The election still rankles, he said. "I've had a pretty strong view that people had a right to vote and have their votes counted fairly," he said.

The corporate defense cases only add to an already large workload for Mr. Boies, who still appears boyish at 61. His secretary prepares his schedule, using italics where two appointments conflict, and boldface where three overlap.

Competitors grumble that one man cannot handle as much as Mr. Boies does and do it well.

"In the ramp-up over the last few years, he's clearly taken on much too much work," said Charles S. Sims, a partner at Proskauer Rose in New York. Mr. Sims represented Reed Elsevier in a case brought by a client of Mr. Boies's, Jurisline.com, in a dispute over copying legal materials.
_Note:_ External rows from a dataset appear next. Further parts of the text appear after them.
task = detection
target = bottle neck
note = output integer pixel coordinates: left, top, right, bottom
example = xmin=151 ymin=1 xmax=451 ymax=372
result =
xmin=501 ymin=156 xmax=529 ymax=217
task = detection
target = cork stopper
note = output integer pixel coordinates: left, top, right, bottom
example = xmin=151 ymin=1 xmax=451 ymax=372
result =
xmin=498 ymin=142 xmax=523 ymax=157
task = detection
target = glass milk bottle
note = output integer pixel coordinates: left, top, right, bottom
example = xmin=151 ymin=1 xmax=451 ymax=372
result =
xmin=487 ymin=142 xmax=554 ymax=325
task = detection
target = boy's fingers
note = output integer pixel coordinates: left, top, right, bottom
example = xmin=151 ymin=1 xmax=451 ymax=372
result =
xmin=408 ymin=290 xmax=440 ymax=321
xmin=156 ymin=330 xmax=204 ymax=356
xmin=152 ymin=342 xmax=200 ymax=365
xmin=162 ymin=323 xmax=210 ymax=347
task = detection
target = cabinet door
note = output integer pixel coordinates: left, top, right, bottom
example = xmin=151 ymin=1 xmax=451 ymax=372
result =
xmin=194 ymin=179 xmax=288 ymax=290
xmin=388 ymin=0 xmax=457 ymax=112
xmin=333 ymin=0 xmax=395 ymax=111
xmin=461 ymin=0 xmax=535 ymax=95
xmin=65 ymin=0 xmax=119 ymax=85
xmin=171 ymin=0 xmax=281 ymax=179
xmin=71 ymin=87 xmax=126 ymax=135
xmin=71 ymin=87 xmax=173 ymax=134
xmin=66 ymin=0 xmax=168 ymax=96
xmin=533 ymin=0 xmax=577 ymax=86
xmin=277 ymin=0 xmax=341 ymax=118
"In our situation, he seemed to be flying by the seat of his pants and was clearly unprepared," Mr. Sims said. "He filed his complaint evidently without having obtained the contracts from his client that would have shown that his case had no merit. When he appeared in court, he was woefully unprepared."

Mr. Boies looked confused when asked about the case and did not seem to recognize his client's name.
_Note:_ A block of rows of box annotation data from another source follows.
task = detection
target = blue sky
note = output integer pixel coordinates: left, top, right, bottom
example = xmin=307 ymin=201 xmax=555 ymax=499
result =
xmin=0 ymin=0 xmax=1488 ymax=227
After a briefing, he said, "I think I probably did not spend as much time on that case as I might have."

"It is fair to say in that case I came in to do one argument," he added. "I was not involved in much of the litigation that preceded or followed it."

Jurisline.com ultimately dropped its case and agreed to accept a judgment against it in a related litigation.
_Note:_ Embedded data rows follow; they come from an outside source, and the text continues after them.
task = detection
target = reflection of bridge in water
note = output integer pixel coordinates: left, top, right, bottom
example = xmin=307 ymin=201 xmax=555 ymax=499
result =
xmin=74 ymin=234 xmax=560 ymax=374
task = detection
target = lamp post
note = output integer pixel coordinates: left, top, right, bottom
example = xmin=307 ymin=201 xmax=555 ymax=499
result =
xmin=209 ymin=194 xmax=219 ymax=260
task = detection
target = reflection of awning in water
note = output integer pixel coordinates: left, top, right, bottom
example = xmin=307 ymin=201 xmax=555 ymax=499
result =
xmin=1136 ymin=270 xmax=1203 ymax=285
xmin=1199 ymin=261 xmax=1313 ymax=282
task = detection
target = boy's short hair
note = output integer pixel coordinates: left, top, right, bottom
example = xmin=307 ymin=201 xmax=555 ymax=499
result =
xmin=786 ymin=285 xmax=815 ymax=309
Mr. Boies has a stock answer to the stock question of how he can do it all.

"It's not possible to do it without working harder than you would sometimes like to work," he said. "Choosing between some of these really exciting cases and more leisure, I choose to do the cases."

On the other hand — he flashed a raffish smile — "more leisure is a very desirable goal, and one that I don't mean to minimize," he said.

Karma M. Giulianelli, now a lawyer in Denver, saw a different side of Mr. Boies when they worked together on the Microsoft trial. She recalled preparing for the cross-examination of a witness in a Justice Department conference room while Mr. Boies sat several feet away.

"He had two phones up to his ears, literally carrying on two conversations at once," she said. "At the same time, he was listening in on a conference call. We would think he was fully engaged in those calls, and we'd say something David would find interesting, and he'd talk to us from across the room."

Mr. Brill hired Mr. Boies recently. "I used him to negotiate a very messy divorce with Primedia," Mr. Brill said, referring to his partner in a publishing venture that once included Brill's Content magazine. "It was quite complex, quite tense," Mr. Brill added, "and at the same time David was doing two other litigations. David was totally focused and totally available."

In the five years since he left Cravath, Swaine & Moore, Mr. Boies has built a 150-lawyer firm, Boies, Schiller & Flexner. It is, he said, bigger than Cravath was when he joined that firm in 1966. Last year, Mr. Boies said, his new firm's revenue exceeded $100 million.

Mr. Brill thought to use a baseball metaphor to describe Mr. Boies's break from Cravath in 1997. "In the legal industry," said Mr. Brill, who founded The American Lawyer magazine and created the Court TV cable channel, "it's like it's 1956 and Mickey Mantle is suddenly a free agent."

MR. BOIES'S firm is in some ways a conventional litigation boutique, handling big cases for a dozen core clients, including Northwest Airlines and Philip Morris. "Those big companies don't want to be in the headlines in the worst way," said Donald L. Flexner, a partner at the firm.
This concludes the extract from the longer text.